Wir sind aktiv in der Forschung

Forschung, die Wirkung zeigt

Neben der spezialisierten medizinischen Versorgung engagieren wir uns auch in wissenschaftlichen Projekten zu zentralen Themen der Pädiatrie. Die daraus gewonnenen Erkenntnisse tragen zur Behandlung von Kindern und Jugendlichen sowie zur Betreuung ihrer Familien bei. Unser Forschungsportfolio umfasst Laborforschung, datenbasierte Forschung sowie klinische patientenorientierte Forschung und schafft damit eine breite Basis für innovative pädiatrische Forschung.

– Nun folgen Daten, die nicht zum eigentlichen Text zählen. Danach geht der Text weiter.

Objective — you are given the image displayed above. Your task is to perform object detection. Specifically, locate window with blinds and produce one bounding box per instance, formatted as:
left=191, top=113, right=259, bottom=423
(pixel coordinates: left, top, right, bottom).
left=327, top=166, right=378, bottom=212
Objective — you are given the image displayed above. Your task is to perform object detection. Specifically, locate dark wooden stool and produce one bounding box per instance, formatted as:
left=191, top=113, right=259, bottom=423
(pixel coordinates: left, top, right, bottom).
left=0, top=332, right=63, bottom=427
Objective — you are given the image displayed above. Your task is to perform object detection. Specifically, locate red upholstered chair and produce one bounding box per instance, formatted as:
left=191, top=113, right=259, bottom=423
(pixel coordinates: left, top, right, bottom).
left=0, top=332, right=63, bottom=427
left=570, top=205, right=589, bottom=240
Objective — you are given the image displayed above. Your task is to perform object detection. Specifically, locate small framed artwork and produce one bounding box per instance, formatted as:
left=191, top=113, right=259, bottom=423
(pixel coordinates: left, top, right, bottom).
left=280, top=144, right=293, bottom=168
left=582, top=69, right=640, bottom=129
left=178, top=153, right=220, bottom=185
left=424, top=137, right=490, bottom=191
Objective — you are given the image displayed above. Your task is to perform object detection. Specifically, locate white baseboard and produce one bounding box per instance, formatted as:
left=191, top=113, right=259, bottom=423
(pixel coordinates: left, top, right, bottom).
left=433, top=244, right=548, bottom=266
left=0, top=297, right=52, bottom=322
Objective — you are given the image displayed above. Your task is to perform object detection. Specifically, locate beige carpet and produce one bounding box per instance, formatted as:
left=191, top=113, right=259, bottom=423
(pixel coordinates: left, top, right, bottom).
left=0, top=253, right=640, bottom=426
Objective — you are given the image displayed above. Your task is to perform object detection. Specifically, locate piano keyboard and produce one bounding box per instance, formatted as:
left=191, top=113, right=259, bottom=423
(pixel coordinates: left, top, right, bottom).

Auch im Jahr 2025 war die Kinderklinik am Inselspital erneut besonders forschungsaktiv und setzte den positiven Trend der vergangenen Jahre konsequent fort. Dies zeigt sich in einer Vielzahl wissenschaftlicher Publikationen der Kinderheilkunde und Kinderchirurgie sowie in erfolgreich eingeworbenen Drittmitteln für neue Projekte. Hervorzuheben ist die hohe Zahl geförderter und neu gestarteter Projekte des Schweizerischen Nationalfonds (SNF) im Jahr 2025, die die Kinderklinik als wichtigen Standort der pädiatrischen Forschung weiter stärken. Unsere Leistungen wurden zudem erneut mit renommierten Preisen ausgezeichnet.

Geförderte und neu gestartete Projekte des Schweizerischen Nationalfonds (SNF):

Unsere Erfolge

Aleksandrowicz Award 2025

Beim Kongress am 22. und 23. Mai 2025 wurde der Aleksandrowicz Award bereits zum vierten Mal vergeben. Gestiftet wurde die Auszeichnung von einem ehemaligen Patienten von Guido Fanconi.

Der Preis richtet sich an Nachwuchs-Kinderärztinnen und -ärzte, die sich in der Schlussphase ihrer Weiterbildung befinden oder ihren Facharzttitel kürzlich erworben haben. Gefördert werden entweder innovative Forschungsprojekte im Bereich der Pädiatrie oder gezielte Weiterbildungen, etwa im Rahmen einer Masterclass.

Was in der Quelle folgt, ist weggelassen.